US 12,481,841 B2
Pre-training a unified natural language model with corrupted span and replaced token detection
Pengcheng He, Sammamish, WA (US); Jianfeng Gao, Woodinville, WA (US); Nanshan Zeng, Bellevue, WA (US); Xuedong Huang, Yarrow Point, WA (US); Wei Xiong, Bellevue, WA (US); and Baolin Peng, Issaquah, WA (US)
Assigned to Microsoft Technology Licensing, LLC, Redmond, WA (US)
Filed by MICROSOFT TECHNOLOGY LICENSING, LLC, Redmond, WA (US)
Filed on Oct. 20, 2022, as Appl. No. 17/970,174.
Claims priority of provisional application 63/398,443, filed on Aug. 16, 2022.
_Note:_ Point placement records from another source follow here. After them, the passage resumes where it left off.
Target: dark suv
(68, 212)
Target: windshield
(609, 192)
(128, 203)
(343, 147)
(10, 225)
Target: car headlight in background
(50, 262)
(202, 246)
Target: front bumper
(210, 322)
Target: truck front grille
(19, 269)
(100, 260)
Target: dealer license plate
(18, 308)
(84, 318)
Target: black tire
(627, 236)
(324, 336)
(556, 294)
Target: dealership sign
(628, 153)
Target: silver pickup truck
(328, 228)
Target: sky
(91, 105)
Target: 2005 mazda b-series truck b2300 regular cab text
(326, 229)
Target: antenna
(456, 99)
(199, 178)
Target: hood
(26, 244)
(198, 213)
Prior Publication US 2024/0062018 A1, Feb. 22, 2024
Int. Cl. G06F 40/56 (2020.01); G06F 40/149 (2020.01); G06F 40/284 (2020.01); G06F 40/40 (2020.01); G06F 40/51 (2020.01)
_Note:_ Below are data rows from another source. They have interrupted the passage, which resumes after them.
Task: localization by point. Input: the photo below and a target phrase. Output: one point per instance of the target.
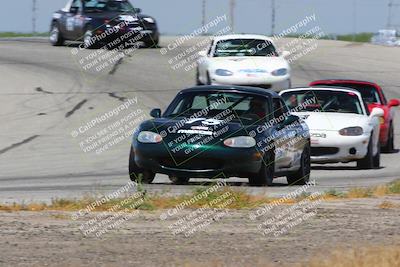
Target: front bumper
(331, 147)
(205, 162)
(276, 83)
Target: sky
(251, 16)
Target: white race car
(341, 128)
(243, 59)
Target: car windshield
(245, 47)
(108, 6)
(369, 93)
(323, 101)
(246, 108)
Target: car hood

CPC G06F 40/56 (2020.01) [G06F 40/149 (2020.01); G06F 40/284 (2020.01); G06F 40/40 (2020.01); G06F 40/51 (2020.01)] 18 Claims
OG exemplary drawing
 
1. A computer-implemented method for performing a two-step pre-training process for a natural language model, the method comprising:
accessing the natural language model;
obtaining a set of training data;
creating a set of tokens for the training data;
as a part of a first step of the two-step pre-training process, generating corrupted span data from the set of tokens by masking a subset of the set of tokens;
as a part of a second step of the two-step pre-training process, generating replacement token detection span data by replacing the subset of masked tokens in the corrupted span data with a set of ambiguous tokens;
incrementally modifying the corrupted span data by replacing, in an incremental manner, other masked tokens in the corrupted span data with replacement tokens, wherein said incremental modification of the corrupted span data is incrementally performed until a total number of the replacement tokens that are included in the corrupted span data reaches at least a specified percentage relative to a total number of tokens included in the corrupted span data, and wherein the specified percentage for the total number of replacement tokens relative to the total number of tokens is at least 10%; and
training an encoder of the natural language model with the replacement token detection span data and the incrementally modified corrupted span data.